Kubernetes also gives me room to grow without changing the whole model. The cluster started with one mini PC and a Pi, but if I add another node later, Kubernetes already has a language for that. With a single Docker host, I know myself well enough to know I would eventually start inventing a worse version of this anyway.

That said, minimalism still mattered. My compute is small, and the last thing I wanted was Proxmox, VMs, guest OSes, and Docker all stacked on top of a tiny box that already does not have much to give. That’s why I went with Talos Linux instead of something like k3s. k3s itself is lean, but it still needs a general-purpose host OS underneath. Talos setup seems like it’s lean all the way down. It’s API-driven, immutable, and runs nothing it doesn’t need to.

GitOps from day one

Everything lives in Git and reconciled by Flux, with HelmRelease manifests as the unit of change. Secrets are encrypted with SOPS and age.

For most apps, I use the bjw-s app-template helm chart. It standardizes the repetitive parts: container, service, ingress, environment variables, and PVCs. I don’t need to write the same boilerplate twenty different ways: app-template provides the frame, and the app-specific details stay in values.yaml. When a dedicated chart fits better, I use it.

Over-engineered on purpose

Things might be a tad over-engineered for a homelab cluster. But it is also kinda the point.

GitOps with Flux means every change to the cluster starts in Git.. No ad-hoc manual kubectl apply. Every manifest, every HelmRelease, every Kustomize overlay lives in a repo, gets committed and gets reconciled automatically. If the cluster state drifts, Flux brings it back. If I broke something or I want to roll back, I git revert. The cluster state is, in effect, a git log.

Secrets are managed and encrypted through SOPS. Values are encrypted at rest in the repo with age keys, committed safely alongside everything else, and decrypted at apply time by the cluster. That includes things like VPN keys, API tokens, service passwords, TLS private keys … all of it goes through the same pipeline.

For monitoring and observability, I have Prometheus and Grafana which gives me dashboards for pretty much everything that is happening in the cluster. I can see at a glance whether a node is under pressure or whether a particular workload is consuming more resources than expected. I also have Uptime checks and some minimal alerts through Uptime Kuma and Alertmanager

What runs here

As for, what I am self-hosting,

Media takes up the most space: Jellyfin for the streaming, Seerr for requests, and the usual *arr stack, Sonarr, Radarr, Prowlarr, Bazarr, Autobrr, Profilarr plus a download client or two. The miniPC handles transcoding, so everything plays without hiccups. There is Immich for photos, AdGuard for DNS adblocks and Tunarr for IPTV.

I have a few personal tools like Vaultwarden for passwords, Actual Budget for money management. For books, I am still deciding between Calibre, Calibre Web Automated, Booklore and Audiobookshelf.

Other than these staple services, I am always testing out new services so this list is always evolving.

Apps, arr stack services, and ops tools running in the rangoonpulse Kubernetes cluster
The services currently running in the cluster.

Storage and persistence

The NAS was already part of my home setup before Kubernetes entered the picture. I use it for photography RAW files and bulk storage, so it made sense to let the homelab lean on it too.

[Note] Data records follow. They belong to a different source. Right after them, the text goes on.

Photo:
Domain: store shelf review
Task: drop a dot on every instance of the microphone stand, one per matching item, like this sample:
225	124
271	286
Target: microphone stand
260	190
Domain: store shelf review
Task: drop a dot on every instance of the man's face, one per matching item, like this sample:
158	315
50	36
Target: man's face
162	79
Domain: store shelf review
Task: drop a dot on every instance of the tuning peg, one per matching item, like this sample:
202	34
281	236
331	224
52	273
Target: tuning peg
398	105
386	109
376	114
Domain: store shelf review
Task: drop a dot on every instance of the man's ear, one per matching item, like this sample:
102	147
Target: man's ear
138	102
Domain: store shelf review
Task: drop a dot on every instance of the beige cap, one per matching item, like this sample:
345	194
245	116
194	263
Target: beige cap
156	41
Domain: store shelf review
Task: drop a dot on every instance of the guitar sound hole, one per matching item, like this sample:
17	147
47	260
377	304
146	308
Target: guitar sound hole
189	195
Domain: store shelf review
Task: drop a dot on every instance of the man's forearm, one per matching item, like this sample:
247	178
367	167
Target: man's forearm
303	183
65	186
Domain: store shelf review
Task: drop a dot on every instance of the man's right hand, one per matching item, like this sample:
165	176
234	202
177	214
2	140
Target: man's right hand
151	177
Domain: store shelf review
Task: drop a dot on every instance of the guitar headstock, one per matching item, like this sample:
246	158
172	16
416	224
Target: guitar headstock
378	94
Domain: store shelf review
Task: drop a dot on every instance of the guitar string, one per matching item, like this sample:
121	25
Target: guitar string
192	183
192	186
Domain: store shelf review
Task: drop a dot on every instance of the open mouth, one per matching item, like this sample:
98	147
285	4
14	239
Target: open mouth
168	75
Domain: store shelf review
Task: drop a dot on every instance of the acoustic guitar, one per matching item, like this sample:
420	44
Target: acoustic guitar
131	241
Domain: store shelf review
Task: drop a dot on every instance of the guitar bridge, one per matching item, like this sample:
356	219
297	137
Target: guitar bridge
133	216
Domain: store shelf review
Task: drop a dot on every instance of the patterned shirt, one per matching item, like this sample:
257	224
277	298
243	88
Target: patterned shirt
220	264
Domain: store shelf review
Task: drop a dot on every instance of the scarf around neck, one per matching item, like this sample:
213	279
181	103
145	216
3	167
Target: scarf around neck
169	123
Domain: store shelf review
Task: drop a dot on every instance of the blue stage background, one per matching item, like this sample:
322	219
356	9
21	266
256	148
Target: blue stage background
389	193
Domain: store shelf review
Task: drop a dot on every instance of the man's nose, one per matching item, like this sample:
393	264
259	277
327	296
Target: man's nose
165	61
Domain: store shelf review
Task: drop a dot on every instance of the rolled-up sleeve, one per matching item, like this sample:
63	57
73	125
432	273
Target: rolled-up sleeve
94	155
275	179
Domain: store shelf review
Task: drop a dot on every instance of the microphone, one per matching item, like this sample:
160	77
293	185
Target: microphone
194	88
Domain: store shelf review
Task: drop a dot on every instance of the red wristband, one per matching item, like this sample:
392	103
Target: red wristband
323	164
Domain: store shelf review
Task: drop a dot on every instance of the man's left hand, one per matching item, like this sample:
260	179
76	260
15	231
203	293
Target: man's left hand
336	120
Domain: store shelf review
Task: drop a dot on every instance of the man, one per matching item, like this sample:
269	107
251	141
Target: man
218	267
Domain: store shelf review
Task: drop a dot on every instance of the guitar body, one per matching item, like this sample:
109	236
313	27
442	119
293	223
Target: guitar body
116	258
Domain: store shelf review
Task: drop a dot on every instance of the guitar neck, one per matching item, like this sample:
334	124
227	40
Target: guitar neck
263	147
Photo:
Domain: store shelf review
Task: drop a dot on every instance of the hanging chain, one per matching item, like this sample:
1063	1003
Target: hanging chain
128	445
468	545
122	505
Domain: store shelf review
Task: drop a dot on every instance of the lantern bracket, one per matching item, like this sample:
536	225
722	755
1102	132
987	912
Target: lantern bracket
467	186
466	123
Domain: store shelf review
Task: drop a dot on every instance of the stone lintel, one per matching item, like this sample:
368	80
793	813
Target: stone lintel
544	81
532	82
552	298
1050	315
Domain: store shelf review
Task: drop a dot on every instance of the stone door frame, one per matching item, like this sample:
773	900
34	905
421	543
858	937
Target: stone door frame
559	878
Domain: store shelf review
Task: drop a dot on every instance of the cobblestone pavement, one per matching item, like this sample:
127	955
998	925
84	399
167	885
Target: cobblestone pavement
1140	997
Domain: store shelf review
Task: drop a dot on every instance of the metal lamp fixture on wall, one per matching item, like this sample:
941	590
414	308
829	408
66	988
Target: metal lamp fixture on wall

Most app and config PVCs live on the NAS over NFS, mainly because it is the easiest path to grow. For databases and anything latency-sensitive, I keep local-path volumes on the miniPC’s NVMe.

QNAP NAS used for homelab storage
The QNAP NAS that backs most persistent app storage over NFS.

For now

So, this is where rangoonpulse is at for now. It will definitely keep changing. That’s the point.